Jamaica Kincaid and the Counterfeit Establishment

If I were asked to describe Jamaica Kincaid’s style in a single word, I would have to settle, after sulking about the pointlessness of the question, for a composite one: “non-conformist”, I would say. If I were pressed for a second word, it would have to be “self-conscious”. Prompted again, I would cheat with “calculatedly-angry”. And so on. Which is all to say that, as well as all of the above, Kincaid’s literature bears no simple reading, primarily because she sets out from the start to disallow it.
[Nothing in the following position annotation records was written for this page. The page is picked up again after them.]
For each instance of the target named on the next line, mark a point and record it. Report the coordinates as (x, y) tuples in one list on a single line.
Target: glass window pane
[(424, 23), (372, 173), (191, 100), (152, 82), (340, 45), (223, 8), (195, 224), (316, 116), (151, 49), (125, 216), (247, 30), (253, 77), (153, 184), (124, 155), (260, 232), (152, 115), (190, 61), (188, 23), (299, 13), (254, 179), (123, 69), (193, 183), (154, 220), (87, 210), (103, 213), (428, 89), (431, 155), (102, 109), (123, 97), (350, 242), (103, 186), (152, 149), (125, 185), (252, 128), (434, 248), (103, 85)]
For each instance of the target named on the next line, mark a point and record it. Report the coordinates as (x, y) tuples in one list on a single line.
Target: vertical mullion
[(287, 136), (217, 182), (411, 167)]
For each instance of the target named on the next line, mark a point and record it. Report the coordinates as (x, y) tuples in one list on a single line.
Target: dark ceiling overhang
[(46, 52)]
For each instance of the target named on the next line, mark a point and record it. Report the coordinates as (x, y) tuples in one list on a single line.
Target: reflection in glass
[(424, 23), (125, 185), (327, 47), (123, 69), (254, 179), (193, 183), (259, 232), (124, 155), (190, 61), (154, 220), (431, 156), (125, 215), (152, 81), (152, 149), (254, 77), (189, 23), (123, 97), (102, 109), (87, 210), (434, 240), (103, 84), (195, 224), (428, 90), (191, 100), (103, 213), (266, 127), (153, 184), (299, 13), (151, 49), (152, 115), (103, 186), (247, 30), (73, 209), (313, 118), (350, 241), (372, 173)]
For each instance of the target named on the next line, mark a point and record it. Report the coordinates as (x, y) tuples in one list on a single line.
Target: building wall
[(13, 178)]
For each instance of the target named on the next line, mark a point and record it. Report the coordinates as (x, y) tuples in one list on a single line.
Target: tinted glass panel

Born in St John’s, Antigua in 1949, Jamaica (left) was the more conventional Elaine Potter Richardson before she became Jamaica. She grew up in the colonial setting of the West Indies of the 50s and 60s until she departed for New York in 1965, famously, to become an au pair. Distanced from her family, Kincaid (still then known as Elaine) finished her secondary education, enrolled in photography courses and, eventually, signed up for college, only to abandon it one year later. Fast-forward her tale by seven years and we find her working for the magazine Ingenue in a series of articles about what celebrities were like at age seventeen. At this stage, her self-fashioning was advanced enough for her to drop her given name and adopt the pseudonym with which she would become famous. It was then, as an eccentric 23-year-old with a random name and a flamboyant wardrobe, that she met George Trow – the man who, Kincaid claims, must stand at the beginning of every sentence about her life as a writer. Trow taught her how to become a writer, even though she had been writing before. Most importantly, however, Trow also introduced her to The New Yorker magazine, and its editor at the time, William Shawn. Jamaica Kincaid became a staff writer at The New Yorker an remained at the magazine for more than 20 years; she also married and had two children with Mr. Shawn’s son, Allen. Now, there’s a meaningful acquaintance, if there ever was one!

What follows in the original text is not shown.